Abgesehen von den Beiträgen Arvo Pärts mit – nach seinen „wilden“ Experimentalphasen – nun vollkommen ausgereiften Meditationsklängen, erweist sich auch Schnittkes Rezitationstechnik und kompakt auf Ausdrucksfarben zielende Stilistik als eine moderne, über alles Modische hinausweisende Musiksprache. Auch sie kommt dem geistlichen Charakter der Wortvorlagen entgegen, denn sein Concerto for Choir ist keinesfalls ein den traditionellen Instrumentalkonzerten angenähertes weltliches Solo-Tutti-Virtuosenstück, sondern ein für 16stimmigen gemischten Chor konzipiertes, viersätziges Glaubensbekenntnis nach einem Text aus dem „Buch der Lamentationen“ des armenischen Dichters Gregor von Narek aus dem 10. Jahrhundert.

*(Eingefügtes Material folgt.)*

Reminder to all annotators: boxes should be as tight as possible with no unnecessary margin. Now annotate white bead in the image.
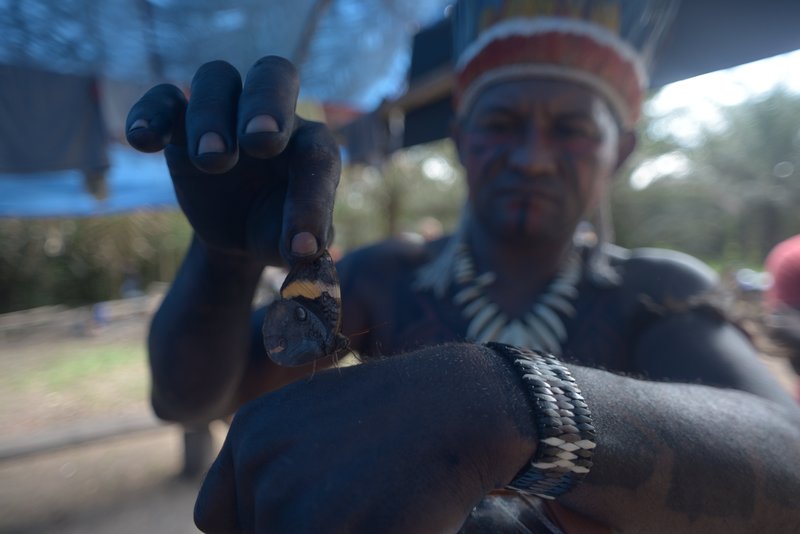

Bei aller geistlichen Innerlichkeit der beiden Komponisten handelt es sich in klanglich-künstlerischer Hinsicht jedoch nicht um missionarische Wortverkündigungen im Sinne einer unmittelbaren Textverständlichkeit, da mit Ausnahme eines englisch gesungenen Bibeltextes nach dem Johannes-Evangelium (Pärt; Track 8: Joh. 15,1-14) und einer italienischen Kantate nach dem Text eines Kirchenlexikons (Track 6) in orthodoxem Kirchenslawisch oder auf russisch gesungen wird. Vielmehr wird das gesamte Programm von den geschärften Chordissonanzen im Sinne einer meditativen Inbrunst und Selbstversenkung beherrscht. Das renommierte schwedische Ensemble mit seinen 33 Berufssängerinnen und Sängern brilliert dank der einfühlsamen Leitung seines Chordirektors Tonu Kaljuste (in der Tradition des stilprägenden Eric Ericson) mit einem Höchstmaß an Klarheit, Dynamik und Ausgewogenheit. Mit solch formvollendeten Darbietungen wird demonstriert, daß nur gleichrangige Chorvereinigungen eine vergleichbar wirkungsvolle Interpretation solcher anspruchsvollen Partituren garantieren können. Kirchlichen Laienchören wird eine solche Literatur – leider – verschlossen bleiben.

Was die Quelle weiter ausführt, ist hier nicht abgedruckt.